In brief: After Maeve was bitten by a shark, she turned sharks into her career and passion. Now she’s 30 and back home again. When she runs into her ex-fiancé’s daughter on the beach, it brings up old memories. Old or new? Stay or go?
The good: It’s fun and quirky.
The not-so-good: The ending is a bit…open.
Why I chose it: Thank you to Hachette for the copy.
Publisher: Headline Review (Hachette)
Setting: Mainly Florida, with a touch of the Bahamas
Rating: 7.5 out of 10
Sharks are a contentious issue in my local area, with a lot of bad press thanks to attacks and near misses in recent years. Me, I’m not much of a beach swimmer so my main contact with sharks has been as a fisher. They’re just something that swims in circles that you throw back. I’ve never really thought too much about sharks, good or bad. The Shark Club opened my thoughts up to the positive aspects of sharks and where they sit (or swim) in the ocean’s ecosystem. While I don’t think I’ll become a huge shark fan, this light read was both interesting and informative.
The story is told by Maeve, who was once bitten by a shark as a child. It was a scary experience for sure, but it left her twin brother with more mental scars. The experience has driven Maeve to learn more about sharks and it’s now her passion and livelihood.
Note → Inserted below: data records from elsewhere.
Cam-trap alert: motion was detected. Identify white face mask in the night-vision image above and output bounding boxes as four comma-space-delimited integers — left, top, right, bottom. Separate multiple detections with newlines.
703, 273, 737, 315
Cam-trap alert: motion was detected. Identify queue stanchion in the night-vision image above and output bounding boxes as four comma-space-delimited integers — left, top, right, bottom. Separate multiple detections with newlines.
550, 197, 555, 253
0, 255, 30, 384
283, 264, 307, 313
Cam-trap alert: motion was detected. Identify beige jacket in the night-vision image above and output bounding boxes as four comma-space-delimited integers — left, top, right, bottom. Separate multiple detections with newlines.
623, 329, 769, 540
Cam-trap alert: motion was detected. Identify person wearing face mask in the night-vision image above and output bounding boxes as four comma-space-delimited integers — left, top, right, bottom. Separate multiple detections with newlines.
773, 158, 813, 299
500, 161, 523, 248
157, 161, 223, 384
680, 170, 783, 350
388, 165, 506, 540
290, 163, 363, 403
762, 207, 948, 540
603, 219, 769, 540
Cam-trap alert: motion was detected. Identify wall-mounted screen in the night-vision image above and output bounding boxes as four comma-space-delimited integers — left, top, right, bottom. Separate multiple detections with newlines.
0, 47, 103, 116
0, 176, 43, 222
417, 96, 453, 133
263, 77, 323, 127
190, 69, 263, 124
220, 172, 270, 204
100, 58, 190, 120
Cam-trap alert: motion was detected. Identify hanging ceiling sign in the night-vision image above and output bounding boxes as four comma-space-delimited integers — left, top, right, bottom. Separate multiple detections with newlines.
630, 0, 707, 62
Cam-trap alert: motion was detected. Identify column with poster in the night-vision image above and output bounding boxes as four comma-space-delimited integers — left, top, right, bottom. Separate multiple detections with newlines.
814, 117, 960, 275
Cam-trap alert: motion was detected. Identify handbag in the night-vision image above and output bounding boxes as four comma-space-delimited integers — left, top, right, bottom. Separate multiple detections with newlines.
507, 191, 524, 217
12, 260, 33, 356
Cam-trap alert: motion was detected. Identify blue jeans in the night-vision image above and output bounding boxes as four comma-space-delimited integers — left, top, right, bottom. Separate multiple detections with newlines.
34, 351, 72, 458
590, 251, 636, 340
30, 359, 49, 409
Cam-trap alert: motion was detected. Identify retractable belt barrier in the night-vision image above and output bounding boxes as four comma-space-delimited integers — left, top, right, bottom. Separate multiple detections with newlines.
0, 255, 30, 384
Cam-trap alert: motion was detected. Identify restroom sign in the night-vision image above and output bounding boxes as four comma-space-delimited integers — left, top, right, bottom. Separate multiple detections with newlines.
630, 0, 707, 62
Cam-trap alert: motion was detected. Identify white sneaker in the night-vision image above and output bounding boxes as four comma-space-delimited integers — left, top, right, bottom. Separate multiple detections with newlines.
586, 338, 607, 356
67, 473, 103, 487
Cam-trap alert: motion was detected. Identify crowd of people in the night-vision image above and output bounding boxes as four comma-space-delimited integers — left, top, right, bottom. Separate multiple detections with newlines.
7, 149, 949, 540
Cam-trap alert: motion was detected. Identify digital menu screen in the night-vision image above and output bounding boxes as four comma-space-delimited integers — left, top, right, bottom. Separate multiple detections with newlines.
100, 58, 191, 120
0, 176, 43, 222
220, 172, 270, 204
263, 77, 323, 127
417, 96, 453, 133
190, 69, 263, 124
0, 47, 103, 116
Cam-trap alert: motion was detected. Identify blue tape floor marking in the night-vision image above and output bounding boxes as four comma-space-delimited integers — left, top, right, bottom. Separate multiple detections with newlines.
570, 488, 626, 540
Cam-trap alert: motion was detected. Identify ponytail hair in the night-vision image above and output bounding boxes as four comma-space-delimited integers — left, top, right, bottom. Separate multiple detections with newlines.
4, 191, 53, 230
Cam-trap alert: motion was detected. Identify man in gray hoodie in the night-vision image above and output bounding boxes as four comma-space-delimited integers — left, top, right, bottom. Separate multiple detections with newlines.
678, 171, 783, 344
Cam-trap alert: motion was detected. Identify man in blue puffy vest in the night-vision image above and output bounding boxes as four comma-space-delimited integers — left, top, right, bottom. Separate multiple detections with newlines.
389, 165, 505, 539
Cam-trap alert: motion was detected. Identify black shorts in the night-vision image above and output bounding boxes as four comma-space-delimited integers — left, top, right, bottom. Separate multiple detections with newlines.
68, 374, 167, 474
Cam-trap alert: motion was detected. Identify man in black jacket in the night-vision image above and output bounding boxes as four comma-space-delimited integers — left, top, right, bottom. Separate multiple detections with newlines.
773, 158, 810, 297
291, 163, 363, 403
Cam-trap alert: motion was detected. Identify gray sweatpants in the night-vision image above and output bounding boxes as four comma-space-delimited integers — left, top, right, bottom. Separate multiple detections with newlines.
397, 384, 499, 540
When she’s not on research trips in exotic locales, she’s at home in Florida, teaching and study more about sharks. It’s her life but returning home this trip has got her thinking about her past and present, which then clash spectacularly. Her ex-fiancé Daniel now works at her grandmother’s hotel and he’s brought his impossibly cute daughter Hazel too. Maeve’s brother Robin has also finally finished his novel, but it reads a lot like Maeve and Daniel’s life. Then there’s the return of sort-of, almost, kinda fling Nicholas. What does Maeve want with her life? In the midst of these decisions, there’s a group of people harvesting shark fins illegally and they could be very close to home…
The Shark Club is a good summer or weekend read. It’s not too heavy and entertains you while you absorb some basic shark facts. The plot is easy to follow with just the right number of characters so you won’t forget. The characters are quirky, from Hazel the 6 year old founder of The Shark Club to Maeve’s grandmother Perri, who owns a book themed hotel. But sometimes it just didn’t fit together for me. Jumping from shark research to a potential love triangle to a high octane discovery on the ocean didn’t always transition smoothly. All the aspects were interesting, but I just didn’t know where the plot would turn next. Saying that, the ending was quite interesting to me because it didn’t take the easy option but left things more open to the reader to interpret. Could this mean another book about Maeve? Possibly, or given the quirky community she lives in, it could mean another book set in the same place.
I did like The Shark Club despite these flaws. The characters were drawn well with exceptionally fun quirks (for example, Perri has written a hidden book quote in the Mata Hari room). The plot moved at a steady pace and it was definitely entertaining. It’s clear that Ann Kidd Taylor has a knack for memorable characters and quirky scenes. I’d read another of her books.